Couldn’t you perhaps get one of the maids … ?’

  ‘The poor things are all much too busy.’ His mother, a red spill of his cummerbund shining in her hands, was watching him carefully. And I’m sure you’ll be fine if I just help you with this. Here… It’s a bit like wrapping a bandage. Put your arms up. Now, turn towards me.’ Ralph revolved. The cummerbund obediently encased him. And you really shouldn’t worry about this evening, darling. The people, quite seriously, do not matter. Just think of it as a couple of hours you’re spending in a slightly different way to the way you’d probably ideally be spending them. That’s what I do. And you really do look the part.’ Her hands smoothed him. He felt the cool, familiar sensation of her close presence. That fresh-linen scent of hers which never really changed no matter what perfume she was wearing. ‘I’m so, so proud of you. And this …’ She went to pick up something she’d brought in without his noticing. ‘It’s just something you might find useful’

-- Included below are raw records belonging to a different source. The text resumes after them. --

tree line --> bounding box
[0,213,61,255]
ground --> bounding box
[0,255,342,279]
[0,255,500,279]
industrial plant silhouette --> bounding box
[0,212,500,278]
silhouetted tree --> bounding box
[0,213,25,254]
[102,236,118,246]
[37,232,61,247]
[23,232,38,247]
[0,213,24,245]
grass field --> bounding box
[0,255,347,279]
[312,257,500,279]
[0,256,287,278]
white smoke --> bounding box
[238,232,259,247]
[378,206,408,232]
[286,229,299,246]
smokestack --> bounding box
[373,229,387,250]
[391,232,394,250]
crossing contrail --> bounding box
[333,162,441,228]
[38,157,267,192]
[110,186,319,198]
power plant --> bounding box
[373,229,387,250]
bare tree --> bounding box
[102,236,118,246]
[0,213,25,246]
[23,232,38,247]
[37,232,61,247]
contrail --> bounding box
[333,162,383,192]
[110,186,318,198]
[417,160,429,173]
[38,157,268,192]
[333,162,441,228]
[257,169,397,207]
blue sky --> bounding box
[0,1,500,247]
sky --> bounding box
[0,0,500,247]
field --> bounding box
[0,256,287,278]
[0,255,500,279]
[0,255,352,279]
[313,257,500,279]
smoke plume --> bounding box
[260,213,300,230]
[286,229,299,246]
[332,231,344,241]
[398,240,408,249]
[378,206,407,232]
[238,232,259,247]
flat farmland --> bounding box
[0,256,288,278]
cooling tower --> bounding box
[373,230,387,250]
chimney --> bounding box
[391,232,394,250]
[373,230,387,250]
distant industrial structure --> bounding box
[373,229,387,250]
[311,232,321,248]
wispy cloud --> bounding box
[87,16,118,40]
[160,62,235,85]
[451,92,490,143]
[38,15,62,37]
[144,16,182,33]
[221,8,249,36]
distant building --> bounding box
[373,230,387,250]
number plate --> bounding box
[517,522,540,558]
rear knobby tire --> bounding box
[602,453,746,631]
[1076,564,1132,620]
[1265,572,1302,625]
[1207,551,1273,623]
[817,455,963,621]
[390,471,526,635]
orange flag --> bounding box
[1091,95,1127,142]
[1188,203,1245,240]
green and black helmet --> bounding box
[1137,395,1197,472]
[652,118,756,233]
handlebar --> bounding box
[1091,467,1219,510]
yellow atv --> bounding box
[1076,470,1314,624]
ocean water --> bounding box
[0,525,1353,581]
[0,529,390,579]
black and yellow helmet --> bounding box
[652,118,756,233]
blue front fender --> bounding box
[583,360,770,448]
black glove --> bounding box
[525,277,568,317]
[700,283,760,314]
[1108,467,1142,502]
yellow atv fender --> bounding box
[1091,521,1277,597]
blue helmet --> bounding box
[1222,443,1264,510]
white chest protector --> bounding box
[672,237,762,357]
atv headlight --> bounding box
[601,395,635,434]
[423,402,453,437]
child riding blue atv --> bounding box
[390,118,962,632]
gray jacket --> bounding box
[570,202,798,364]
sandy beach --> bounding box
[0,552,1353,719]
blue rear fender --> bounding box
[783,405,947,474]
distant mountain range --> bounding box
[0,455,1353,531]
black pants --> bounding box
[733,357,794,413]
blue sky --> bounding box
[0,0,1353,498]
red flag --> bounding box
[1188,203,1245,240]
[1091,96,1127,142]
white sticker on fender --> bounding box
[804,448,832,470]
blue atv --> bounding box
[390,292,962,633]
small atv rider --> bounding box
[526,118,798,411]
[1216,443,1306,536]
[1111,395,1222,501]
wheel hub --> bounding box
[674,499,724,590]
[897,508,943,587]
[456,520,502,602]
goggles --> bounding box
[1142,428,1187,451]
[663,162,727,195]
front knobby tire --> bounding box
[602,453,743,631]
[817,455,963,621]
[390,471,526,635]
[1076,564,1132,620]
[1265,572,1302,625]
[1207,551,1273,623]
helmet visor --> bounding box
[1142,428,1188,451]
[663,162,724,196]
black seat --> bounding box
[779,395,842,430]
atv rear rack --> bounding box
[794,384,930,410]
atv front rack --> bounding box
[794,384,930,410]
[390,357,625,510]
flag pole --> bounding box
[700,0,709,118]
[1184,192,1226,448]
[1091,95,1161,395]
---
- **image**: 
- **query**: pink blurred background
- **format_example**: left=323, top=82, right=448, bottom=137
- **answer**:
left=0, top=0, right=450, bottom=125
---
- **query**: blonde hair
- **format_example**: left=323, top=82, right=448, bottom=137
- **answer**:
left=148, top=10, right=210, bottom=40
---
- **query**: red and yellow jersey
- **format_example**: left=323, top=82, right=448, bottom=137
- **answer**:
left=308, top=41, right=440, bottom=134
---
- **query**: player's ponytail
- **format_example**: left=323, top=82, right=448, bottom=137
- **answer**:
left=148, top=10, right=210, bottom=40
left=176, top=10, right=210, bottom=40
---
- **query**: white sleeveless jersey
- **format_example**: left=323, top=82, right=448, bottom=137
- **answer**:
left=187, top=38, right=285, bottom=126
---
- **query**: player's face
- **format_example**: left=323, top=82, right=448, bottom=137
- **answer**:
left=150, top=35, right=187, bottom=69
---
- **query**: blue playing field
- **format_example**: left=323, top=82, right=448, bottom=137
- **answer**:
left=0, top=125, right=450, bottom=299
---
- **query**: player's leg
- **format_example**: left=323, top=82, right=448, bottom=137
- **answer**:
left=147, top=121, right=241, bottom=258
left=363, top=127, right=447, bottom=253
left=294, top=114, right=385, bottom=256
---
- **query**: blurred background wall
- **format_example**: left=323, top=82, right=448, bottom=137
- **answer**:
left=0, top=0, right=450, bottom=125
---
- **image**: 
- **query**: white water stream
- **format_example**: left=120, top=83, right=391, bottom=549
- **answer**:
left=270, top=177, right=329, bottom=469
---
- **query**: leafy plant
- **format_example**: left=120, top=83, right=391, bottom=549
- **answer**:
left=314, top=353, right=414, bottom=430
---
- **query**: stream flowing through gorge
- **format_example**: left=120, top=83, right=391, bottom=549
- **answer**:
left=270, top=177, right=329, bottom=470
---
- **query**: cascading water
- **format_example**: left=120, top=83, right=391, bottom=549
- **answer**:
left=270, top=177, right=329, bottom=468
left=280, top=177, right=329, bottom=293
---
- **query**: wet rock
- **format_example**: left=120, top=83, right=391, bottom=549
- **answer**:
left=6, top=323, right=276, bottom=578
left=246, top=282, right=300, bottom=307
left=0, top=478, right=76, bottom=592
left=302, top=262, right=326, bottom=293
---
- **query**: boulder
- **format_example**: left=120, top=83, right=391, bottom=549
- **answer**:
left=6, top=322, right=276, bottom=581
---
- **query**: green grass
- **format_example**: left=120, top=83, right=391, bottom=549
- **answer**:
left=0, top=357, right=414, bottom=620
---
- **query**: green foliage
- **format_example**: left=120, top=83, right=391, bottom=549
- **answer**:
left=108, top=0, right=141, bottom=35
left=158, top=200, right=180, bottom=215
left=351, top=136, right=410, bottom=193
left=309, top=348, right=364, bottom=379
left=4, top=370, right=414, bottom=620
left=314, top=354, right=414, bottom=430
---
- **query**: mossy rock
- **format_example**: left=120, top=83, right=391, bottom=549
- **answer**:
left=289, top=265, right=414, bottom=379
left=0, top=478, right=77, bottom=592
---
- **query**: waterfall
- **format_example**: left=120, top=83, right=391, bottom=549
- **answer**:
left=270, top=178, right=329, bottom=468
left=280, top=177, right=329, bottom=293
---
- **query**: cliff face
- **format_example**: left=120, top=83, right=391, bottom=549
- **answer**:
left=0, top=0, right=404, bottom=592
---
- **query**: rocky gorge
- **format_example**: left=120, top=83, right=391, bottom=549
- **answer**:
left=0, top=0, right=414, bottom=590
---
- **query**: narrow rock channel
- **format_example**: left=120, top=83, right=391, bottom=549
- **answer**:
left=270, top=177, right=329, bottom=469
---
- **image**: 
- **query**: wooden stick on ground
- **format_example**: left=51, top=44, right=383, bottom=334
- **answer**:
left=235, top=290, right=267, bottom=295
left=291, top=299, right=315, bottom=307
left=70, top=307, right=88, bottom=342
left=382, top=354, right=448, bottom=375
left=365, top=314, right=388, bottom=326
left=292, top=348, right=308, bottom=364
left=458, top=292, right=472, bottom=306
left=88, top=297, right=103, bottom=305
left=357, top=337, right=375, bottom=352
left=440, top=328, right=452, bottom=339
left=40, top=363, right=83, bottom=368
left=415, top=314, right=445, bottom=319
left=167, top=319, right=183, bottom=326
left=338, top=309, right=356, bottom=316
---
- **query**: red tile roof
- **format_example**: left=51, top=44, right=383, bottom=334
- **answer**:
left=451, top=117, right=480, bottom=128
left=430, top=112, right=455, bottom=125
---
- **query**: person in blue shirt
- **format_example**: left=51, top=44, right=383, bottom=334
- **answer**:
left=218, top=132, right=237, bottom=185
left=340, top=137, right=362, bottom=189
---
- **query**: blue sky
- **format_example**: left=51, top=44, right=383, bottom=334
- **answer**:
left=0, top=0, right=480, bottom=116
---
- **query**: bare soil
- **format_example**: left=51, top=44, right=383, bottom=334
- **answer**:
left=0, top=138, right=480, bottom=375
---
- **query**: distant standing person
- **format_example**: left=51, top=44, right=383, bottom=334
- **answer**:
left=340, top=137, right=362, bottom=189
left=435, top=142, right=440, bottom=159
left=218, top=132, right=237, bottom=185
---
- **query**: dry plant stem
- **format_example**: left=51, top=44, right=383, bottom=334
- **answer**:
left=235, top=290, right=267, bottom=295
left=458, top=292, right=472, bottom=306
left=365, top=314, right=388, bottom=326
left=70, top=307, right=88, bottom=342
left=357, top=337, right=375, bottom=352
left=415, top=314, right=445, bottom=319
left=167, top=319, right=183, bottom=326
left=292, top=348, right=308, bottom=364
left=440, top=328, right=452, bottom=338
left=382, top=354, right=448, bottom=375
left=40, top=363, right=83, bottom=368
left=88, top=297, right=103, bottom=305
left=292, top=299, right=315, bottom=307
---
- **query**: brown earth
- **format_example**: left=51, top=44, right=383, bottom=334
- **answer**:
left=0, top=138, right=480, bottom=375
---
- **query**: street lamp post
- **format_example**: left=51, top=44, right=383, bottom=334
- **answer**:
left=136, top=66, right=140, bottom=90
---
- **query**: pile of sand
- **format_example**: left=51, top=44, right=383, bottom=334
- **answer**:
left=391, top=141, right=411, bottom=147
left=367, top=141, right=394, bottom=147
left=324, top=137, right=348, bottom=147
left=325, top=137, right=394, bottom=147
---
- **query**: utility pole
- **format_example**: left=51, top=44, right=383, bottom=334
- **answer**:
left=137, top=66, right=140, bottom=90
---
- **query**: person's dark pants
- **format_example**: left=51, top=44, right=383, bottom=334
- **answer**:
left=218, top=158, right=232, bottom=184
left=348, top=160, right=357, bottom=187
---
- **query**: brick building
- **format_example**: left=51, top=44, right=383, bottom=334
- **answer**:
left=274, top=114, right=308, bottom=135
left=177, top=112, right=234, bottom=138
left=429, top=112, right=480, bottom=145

  A blue plush-covered box, somewhat lopsidedly weighted, embossed with an R and an M. The sprung lid leapt open. Inside were the glinting components of a shaving kit.

  After his mother had left, Ralph addressed himself to the mirror. The razor was a Felton—he’d seen the adverts on placards at railway stations—but this model was gold-plated. And was that big stud on the ivory handle of the shaving brush really a diamond? Running the water, humming to himself in the way that he imagined men were supposed to, he assembled the razor and began to shave.

  Apart from the blood leaking onto his collar, the face which peered back at him when he’d finished seemed little changed, and, for all the mess that he had made, Ralph decided he could do little to improve on the effect. He paced the room. He considered looking at his books. He decided to go outside.